In some cancers, the apoptosis mechanism is broken and the cell fails to respond to internal or external signals that apoptosis should initiate and complete. The damage can occur at any point in the complex apoptosis system and cancers will behave differently depending on where the damage has occurred. Some, for example, will not respond to external requests to kindly die such as provided by immune cells when they detect that the cancer cell is producing unusual proteins. Others may simply be unable to complete the apoptosis program regardless of who initiates it.
As autophagy is likely involved in all cell processes including apoptosis and antigen presentation, drugs or other treatments that affect autophagy might be expected to affect cancer growth as well.

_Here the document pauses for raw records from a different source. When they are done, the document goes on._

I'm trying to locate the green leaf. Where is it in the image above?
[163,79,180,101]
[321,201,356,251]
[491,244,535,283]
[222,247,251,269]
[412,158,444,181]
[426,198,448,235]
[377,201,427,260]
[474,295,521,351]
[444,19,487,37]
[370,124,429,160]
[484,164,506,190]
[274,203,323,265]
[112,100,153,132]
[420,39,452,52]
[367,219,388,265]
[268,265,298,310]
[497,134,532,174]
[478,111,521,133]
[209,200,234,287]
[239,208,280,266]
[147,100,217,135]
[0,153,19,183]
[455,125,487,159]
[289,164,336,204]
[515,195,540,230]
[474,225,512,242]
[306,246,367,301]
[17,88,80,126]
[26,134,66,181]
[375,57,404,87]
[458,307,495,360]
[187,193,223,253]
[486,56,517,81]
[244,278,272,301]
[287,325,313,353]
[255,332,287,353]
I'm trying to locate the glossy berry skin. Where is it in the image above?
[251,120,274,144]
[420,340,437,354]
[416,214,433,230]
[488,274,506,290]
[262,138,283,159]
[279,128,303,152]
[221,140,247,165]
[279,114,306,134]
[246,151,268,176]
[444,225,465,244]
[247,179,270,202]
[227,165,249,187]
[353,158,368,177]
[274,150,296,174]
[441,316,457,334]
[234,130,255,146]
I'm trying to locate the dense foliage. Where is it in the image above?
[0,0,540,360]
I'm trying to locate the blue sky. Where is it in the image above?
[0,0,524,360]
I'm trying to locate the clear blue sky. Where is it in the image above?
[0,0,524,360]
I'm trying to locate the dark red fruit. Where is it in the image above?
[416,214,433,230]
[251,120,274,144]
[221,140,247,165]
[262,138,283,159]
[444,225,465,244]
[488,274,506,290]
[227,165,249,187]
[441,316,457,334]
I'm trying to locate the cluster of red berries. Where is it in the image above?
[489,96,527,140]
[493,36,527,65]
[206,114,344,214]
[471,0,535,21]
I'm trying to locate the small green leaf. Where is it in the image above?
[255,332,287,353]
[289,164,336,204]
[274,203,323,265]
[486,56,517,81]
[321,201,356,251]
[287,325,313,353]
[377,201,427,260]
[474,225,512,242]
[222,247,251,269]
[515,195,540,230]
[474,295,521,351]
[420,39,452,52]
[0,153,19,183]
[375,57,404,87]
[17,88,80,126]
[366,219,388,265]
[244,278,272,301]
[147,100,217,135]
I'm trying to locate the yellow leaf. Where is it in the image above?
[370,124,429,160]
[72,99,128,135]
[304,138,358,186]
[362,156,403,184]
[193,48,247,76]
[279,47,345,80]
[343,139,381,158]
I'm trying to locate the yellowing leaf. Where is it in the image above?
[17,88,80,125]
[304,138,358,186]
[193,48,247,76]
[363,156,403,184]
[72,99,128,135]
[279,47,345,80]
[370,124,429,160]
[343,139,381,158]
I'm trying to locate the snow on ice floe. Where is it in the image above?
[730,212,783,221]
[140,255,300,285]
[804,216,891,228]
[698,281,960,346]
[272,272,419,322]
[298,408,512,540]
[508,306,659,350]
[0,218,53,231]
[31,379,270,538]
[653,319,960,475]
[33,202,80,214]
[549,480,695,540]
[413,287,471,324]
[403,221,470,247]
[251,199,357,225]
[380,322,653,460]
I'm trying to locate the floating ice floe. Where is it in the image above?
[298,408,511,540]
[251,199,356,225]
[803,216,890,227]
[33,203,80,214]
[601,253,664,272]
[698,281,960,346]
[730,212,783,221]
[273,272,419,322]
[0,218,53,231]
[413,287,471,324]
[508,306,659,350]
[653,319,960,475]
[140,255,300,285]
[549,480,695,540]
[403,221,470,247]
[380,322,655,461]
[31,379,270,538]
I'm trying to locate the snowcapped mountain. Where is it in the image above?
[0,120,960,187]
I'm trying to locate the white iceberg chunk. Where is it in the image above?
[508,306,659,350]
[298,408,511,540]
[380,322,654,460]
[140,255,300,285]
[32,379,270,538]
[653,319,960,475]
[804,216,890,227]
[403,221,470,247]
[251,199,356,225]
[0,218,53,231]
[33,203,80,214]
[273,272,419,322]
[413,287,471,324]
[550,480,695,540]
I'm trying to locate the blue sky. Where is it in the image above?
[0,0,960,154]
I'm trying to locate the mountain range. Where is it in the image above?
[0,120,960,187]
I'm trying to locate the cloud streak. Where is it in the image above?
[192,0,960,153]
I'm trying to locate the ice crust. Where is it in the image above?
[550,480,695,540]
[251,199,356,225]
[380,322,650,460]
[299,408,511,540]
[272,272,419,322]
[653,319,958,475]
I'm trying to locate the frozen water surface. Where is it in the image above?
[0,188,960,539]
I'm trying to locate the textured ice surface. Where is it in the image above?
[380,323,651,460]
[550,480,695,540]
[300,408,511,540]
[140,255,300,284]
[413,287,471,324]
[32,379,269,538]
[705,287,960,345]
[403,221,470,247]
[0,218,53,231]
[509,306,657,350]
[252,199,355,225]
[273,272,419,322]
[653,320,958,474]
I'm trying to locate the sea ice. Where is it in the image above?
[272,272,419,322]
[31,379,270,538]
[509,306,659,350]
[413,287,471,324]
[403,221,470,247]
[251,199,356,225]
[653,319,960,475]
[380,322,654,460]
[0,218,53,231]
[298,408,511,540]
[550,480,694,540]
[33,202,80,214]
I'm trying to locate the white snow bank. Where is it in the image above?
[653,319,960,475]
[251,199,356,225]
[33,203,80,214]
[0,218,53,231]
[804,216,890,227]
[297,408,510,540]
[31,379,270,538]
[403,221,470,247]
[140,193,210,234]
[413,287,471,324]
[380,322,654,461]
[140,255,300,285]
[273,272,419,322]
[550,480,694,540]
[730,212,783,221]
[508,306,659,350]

Indeed this is seen: autophagy enhancers promote some cancers and retard others, and the converse is seen for autophagy blockers.
A cancer cell with a broken autophagy system may thereby avoid apoptosis but then not get the benefits of autophagy, namely the ability to survive a period of starvation and stress. Many conventional cancer treatments are thought to work in just this way, by stressing all cells to the point where the weaker cancer cells die. Some autophagy enhancers might then be expected to override the breakage and allow some cancer types to better survive the treatment, making things worse. For other cancer types, overriding the breakage may then allow apoptosis to complete, making things better. Other cancers have intact autophagy systems and would show no affect. Cancer is complicated…

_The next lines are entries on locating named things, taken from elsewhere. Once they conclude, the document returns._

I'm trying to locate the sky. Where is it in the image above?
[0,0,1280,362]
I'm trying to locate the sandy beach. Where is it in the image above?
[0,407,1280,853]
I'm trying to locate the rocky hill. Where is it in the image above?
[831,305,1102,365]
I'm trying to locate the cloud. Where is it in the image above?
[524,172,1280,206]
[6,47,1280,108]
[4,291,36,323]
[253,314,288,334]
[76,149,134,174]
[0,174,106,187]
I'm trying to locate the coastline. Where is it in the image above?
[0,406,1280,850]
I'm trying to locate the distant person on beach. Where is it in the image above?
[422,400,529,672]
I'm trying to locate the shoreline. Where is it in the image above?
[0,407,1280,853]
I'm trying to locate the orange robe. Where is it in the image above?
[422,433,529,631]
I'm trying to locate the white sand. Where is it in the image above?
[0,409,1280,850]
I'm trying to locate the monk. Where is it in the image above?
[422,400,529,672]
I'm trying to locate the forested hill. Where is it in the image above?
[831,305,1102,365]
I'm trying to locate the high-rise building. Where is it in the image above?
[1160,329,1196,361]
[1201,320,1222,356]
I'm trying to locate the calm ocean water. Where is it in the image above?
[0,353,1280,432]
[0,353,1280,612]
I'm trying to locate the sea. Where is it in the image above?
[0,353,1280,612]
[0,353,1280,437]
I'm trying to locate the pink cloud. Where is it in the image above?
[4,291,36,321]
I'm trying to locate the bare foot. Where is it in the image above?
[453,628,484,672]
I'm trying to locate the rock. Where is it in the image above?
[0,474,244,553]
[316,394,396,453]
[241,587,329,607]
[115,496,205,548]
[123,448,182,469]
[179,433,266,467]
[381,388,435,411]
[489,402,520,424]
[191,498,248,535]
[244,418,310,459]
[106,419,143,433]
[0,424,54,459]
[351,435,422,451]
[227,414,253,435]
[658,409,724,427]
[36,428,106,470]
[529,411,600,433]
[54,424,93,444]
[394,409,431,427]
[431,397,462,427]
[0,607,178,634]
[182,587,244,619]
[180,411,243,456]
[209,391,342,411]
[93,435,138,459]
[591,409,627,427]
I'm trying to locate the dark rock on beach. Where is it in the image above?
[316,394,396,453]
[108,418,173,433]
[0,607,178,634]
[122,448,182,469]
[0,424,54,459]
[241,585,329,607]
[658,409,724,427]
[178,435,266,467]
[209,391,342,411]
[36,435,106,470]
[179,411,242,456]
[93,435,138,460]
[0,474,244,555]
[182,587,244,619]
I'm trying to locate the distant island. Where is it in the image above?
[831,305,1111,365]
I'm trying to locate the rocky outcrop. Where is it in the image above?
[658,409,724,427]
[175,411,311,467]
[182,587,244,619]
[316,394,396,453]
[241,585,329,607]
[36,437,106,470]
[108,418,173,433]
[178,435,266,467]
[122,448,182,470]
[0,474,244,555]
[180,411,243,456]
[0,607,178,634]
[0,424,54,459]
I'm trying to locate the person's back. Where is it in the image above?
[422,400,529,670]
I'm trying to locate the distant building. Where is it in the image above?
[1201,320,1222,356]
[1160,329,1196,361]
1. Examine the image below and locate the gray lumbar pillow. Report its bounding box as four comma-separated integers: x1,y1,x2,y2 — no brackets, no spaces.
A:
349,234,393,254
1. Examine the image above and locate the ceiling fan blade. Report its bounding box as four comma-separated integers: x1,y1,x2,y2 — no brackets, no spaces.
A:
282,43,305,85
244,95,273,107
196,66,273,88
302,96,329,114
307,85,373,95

The question then arises concerning protein cycling, an autophagy enhancer; does it promote or retard cancer generally? From an earlier chapter it was seen that cancer underlies far more deaths than neurodegenerative diseases and this is not a trivial concern. Many cancers though have known environmental causes (smoking, obesity, sun exposure, alcohol, etc.) and are mostly preventable. To subscribe to protein cycling while not dealing with these known cancer causes is disproportionate to say the least. Certainly if one is currently under treatment for cancer, that is perhaps not the time to practice speculative diet measures. If otherwise one might look to the data.

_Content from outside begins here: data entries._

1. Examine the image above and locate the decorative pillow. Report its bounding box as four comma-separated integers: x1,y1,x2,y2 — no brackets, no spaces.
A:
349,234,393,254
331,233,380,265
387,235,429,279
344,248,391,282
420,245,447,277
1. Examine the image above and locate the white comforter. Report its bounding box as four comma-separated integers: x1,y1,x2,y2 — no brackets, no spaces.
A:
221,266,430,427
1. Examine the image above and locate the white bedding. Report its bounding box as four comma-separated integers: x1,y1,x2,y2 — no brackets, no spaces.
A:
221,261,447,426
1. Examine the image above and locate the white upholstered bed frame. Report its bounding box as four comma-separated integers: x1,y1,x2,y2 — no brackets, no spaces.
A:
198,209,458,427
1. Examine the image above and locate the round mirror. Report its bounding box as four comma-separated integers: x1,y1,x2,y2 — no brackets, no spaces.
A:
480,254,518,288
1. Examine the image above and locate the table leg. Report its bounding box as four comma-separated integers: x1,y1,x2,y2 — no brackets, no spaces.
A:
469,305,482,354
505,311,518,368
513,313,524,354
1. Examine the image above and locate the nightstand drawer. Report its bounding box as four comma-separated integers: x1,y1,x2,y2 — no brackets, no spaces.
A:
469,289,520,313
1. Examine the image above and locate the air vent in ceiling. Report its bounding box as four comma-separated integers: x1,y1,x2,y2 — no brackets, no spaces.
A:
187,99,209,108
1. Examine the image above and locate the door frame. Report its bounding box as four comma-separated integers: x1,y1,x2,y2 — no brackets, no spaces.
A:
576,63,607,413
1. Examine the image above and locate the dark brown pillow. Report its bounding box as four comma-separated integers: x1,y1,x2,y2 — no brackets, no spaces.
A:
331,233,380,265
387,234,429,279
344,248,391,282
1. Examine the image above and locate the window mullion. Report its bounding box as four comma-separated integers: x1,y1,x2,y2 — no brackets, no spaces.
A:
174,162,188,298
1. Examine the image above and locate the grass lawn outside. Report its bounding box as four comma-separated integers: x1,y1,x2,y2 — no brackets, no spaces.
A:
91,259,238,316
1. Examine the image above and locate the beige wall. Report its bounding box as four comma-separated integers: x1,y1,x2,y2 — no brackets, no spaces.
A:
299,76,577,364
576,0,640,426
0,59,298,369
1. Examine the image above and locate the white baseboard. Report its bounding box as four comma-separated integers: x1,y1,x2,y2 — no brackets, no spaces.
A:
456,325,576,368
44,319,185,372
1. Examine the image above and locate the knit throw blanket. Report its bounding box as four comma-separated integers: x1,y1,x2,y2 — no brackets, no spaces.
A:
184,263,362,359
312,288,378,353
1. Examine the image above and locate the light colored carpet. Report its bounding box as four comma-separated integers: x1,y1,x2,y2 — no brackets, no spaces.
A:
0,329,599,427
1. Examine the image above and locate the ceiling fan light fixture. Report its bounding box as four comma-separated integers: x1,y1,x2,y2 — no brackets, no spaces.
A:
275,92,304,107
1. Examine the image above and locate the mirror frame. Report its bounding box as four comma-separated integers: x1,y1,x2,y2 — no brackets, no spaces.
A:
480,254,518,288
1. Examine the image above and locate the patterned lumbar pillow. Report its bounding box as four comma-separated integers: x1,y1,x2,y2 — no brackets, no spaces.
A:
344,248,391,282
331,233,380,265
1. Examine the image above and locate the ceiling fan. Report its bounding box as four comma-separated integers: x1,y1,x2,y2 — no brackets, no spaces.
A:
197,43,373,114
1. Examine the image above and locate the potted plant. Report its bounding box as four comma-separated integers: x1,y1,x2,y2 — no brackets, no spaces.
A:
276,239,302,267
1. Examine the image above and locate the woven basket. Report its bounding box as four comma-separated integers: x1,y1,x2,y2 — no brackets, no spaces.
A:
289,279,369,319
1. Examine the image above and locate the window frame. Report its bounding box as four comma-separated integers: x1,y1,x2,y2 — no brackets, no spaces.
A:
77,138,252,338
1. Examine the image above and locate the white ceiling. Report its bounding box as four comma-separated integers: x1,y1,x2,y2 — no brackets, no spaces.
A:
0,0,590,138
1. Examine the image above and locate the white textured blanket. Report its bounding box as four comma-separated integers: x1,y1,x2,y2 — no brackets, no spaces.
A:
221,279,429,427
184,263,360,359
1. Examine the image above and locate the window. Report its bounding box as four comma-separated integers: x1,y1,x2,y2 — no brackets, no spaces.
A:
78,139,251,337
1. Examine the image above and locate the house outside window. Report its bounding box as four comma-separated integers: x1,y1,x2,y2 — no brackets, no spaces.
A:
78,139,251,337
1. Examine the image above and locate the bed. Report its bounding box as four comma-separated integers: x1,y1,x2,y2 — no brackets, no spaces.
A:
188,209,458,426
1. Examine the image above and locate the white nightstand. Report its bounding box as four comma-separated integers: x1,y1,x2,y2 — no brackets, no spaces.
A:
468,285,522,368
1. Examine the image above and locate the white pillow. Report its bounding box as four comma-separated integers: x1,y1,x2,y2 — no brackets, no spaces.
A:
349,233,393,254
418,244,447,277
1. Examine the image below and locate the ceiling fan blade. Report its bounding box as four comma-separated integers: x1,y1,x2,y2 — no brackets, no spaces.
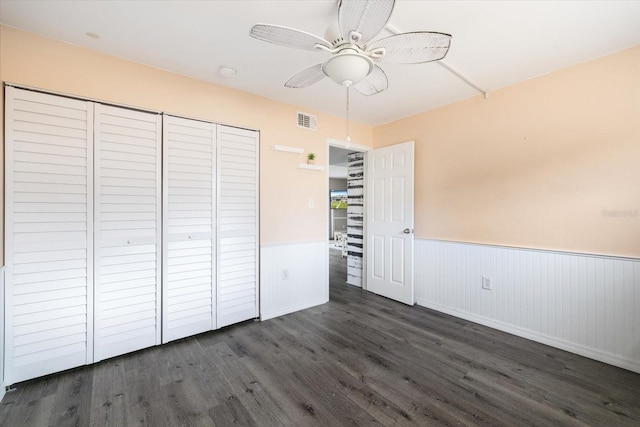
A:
249,24,331,50
284,64,324,89
353,65,389,96
367,31,451,64
338,0,395,44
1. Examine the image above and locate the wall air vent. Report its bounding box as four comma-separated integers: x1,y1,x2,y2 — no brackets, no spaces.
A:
298,111,318,130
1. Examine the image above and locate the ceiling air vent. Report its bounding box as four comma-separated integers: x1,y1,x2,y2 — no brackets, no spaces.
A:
298,111,318,130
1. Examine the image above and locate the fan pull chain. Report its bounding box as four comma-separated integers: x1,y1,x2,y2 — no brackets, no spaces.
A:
346,86,351,148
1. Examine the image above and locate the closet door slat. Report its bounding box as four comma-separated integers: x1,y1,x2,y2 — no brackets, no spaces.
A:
94,104,162,361
217,125,259,328
162,115,216,342
5,87,93,384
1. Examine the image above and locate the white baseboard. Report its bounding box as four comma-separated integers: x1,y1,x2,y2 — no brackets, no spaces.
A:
415,239,640,373
416,300,640,373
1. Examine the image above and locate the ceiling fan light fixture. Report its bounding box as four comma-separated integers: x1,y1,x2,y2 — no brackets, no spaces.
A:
322,49,373,87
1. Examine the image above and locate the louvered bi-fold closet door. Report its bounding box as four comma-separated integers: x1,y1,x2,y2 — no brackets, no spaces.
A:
94,104,162,361
5,87,93,384
162,115,216,342
217,125,259,328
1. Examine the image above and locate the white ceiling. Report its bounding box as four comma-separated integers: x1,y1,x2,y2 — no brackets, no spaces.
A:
0,0,640,125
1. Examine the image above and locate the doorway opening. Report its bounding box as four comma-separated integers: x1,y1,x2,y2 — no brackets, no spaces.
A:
327,141,365,294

Though protein cycling has not been studied in this context, intermittent fasting including ADCR has and the results have been encouraging86,104. At least in mice and rats, alternate day fasting (ADF) in the few studies available showed lower values of cancer markers or longer survivability compared to the controls. Though it may be premature to practice protein cycling for the sole purpose of diminishing cancers, one can be reasonably confident from studies so far that it would not make cancer incidence worse.